14 settembre 2004

Arafat a rischio di espulsione o di assassinio?

In una intervista rilasciata oggi al quotidiano Yedioth Ahronoth, il primo ministro israeliano Ariel Sharon ha nuovamente rilanciato l'ipotesi di espellere Arafat dalla Cisgiordania.
Si tratta dell'ennesima minaccia pronunciata contro Arafat da esponenti del governo israeliano, evidentemente non paghi di tenerlo confinato tra le macerie del suo quartier generale di Ramallah ormai da più di due anni.
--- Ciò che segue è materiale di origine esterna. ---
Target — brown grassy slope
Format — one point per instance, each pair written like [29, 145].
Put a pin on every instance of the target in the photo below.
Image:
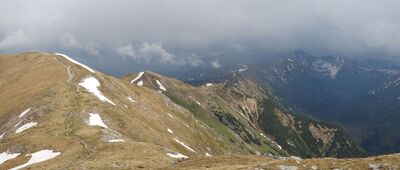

In tal senso, infatti, durante i giorni scorsi si erano già espressi il ministro della difesa Mofaz ("Israele troverà il modo ed il tempo giusti per rimuovere Yasser Arafat dalla regione") ed il ministro degli esteri Shalom ("l'espulsione di Arafat è più vicina che mai").
Questa volta, tuttavia, la questione sembra essere ben diversa, visto che Sharon, nell'intervista odierna, ha dichiarato di non vedere differenza tra Arafat e i leader di Hamas Ahmed Yassin e Abdel Aziz Rantisi, entrambi vittime qualche mese fa di assassinii extra-giudiziari da parte di Israele.
Tutti e tre infatti, secondo Sharon, "hanno scelto una politica di morte; come abbiamo agito contro altri assassini, così agiremo contro Arafat".
A questo punto, tuttavia, Sharon dovrebbe mettersi d'accordo con sé stesso dato che, con gli altri "assassini" da lui citati, l'opzione scelta non è stata certo quella dell'espulsione!
Ma dovrebbe mettersi d'accordo anche con Shimon Peres, il quale, giusto ieri, ha ribadito che Arafat meritò, senza dubbio alcuno, il Nobel per la pace conferitogli nel 1994.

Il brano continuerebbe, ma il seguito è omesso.